June 17, 2008
Who Should Bear the Cost of the Bandwidth Hog?
Posted by Christine Hurt

In Sunday's NYT, an article reported that Time Warner, Comcast and AT&T were all pursuing strategies aimed at curbing so-called bandwidth hogs -- Internet users whose high-volume usage threatens to slow down everyone's Internet experience.  The Internet companies like to frame the problem as a free rider problem -- if everyone pays the same price for unlimited Internet usage, then a few MMORPG enthusiasts who also download movies and video clog up the works for those who just want to check email and get directions.  Users tend to fall into two, disparate camps:  using Internet for checking weather, headlines and email uses less than 5 gigabytes a month.  However, downloading one movie uses 5 gigabytes by itself.  So, it makes sense to charge varying amounts depending on usage, just like electricity, water, long distance, cell phones usage, etc. 

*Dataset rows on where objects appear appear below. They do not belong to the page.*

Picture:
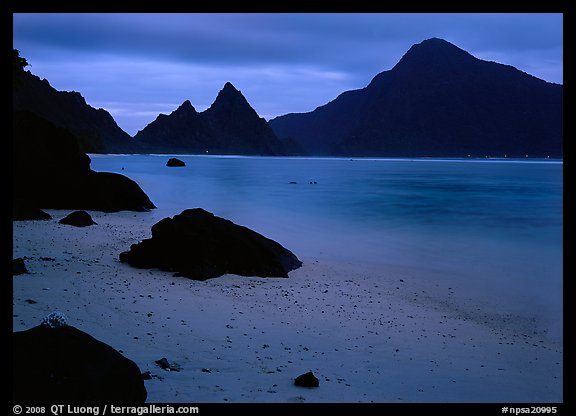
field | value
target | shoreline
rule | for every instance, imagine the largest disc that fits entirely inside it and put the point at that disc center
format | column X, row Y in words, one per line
column 369, row 335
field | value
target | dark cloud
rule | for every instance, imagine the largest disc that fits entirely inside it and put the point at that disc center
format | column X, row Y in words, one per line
column 282, row 62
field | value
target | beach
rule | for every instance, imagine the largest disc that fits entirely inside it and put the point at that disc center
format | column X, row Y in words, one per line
column 369, row 334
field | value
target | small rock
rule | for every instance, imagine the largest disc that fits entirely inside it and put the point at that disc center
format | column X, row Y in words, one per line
column 174, row 162
column 165, row 365
column 78, row 219
column 307, row 380
column 18, row 267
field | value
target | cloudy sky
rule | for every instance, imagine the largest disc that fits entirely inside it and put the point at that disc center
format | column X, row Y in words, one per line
column 139, row 65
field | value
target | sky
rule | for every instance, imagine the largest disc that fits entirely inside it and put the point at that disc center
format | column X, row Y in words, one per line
column 139, row 65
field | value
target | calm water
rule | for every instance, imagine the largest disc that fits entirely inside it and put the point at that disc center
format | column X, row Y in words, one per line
column 494, row 226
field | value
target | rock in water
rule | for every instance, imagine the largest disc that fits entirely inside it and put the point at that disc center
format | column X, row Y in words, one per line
column 307, row 380
column 78, row 219
column 174, row 162
column 65, row 365
column 198, row 245
column 18, row 266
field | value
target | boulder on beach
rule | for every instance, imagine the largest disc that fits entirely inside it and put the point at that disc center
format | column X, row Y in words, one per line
column 78, row 219
column 62, row 364
column 18, row 267
column 175, row 162
column 307, row 380
column 199, row 245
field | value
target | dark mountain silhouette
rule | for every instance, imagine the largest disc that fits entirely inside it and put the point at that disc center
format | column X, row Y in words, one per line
column 229, row 126
column 438, row 100
column 96, row 130
column 48, row 171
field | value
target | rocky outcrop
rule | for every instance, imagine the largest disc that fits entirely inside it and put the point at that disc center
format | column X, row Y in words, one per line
column 94, row 129
column 229, row 126
column 49, row 171
column 199, row 245
column 437, row 101
column 62, row 364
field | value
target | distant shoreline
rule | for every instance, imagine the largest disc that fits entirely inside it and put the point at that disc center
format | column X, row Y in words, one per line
column 349, row 158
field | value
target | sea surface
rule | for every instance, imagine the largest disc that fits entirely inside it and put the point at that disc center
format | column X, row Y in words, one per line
column 491, row 227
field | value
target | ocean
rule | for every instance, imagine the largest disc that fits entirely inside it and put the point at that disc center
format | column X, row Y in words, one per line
column 491, row 227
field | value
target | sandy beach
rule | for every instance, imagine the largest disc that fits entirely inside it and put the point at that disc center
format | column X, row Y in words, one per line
column 370, row 335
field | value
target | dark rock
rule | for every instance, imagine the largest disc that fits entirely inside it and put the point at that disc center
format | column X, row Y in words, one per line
column 164, row 364
column 307, row 380
column 50, row 172
column 23, row 212
column 78, row 219
column 199, row 245
column 437, row 101
column 174, row 162
column 18, row 267
column 95, row 130
column 66, row 365
column 229, row 126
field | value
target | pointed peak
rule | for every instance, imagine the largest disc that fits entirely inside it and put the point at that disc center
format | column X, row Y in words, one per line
column 186, row 106
column 229, row 87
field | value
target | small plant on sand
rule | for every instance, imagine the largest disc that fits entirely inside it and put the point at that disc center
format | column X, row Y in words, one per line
column 54, row 320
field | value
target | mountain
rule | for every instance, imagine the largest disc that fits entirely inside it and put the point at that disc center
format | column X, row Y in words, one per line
column 49, row 171
column 96, row 130
column 438, row 100
column 229, row 126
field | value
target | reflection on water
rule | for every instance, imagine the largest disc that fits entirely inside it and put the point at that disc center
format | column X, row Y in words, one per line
column 496, row 225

Except that I don't think electricity and telephones are good analogies.  The electric company provides power and also delivers it.  When you pay for the usage of electricity, part of that is for the infrastructure used to deliver it, but also part of your charge is for the actual product:  power.  When you download a movie from Netflix, your internet provider is someone different.  You have a merchant on the one hand and a delivery service on the other.  The burden of that delivery is borne by the internet provider, who has to come up with a way to charge you for it.  The internet provider would really be happy if you didn't download that movie.  (For example, Comcast's strategy is to slow down the Internet for bandwidth hogs, incentivizing less usage.)  But the merchant, Netflix, will not be happy with that result.  So, if internet providers begin charging "by the byte," then the online merchants who want to sell you products that must be delivered via the internet (music, TV, video, news, books) will lose business as the delivery charge rises.  As consumers feel incentivized to ration their own Internet usage, then online providers will feel the pinch.

So, here's my prediction.  Online providers such as Netflix, iTunes and television companies will borrow from one of two models.  One may be "free shipping," a la Amazon and Zappos.  The second may be something like the "toll free number," which allowed consumers to call out-of-town businesses back when long distance was almost prohibitively expensive.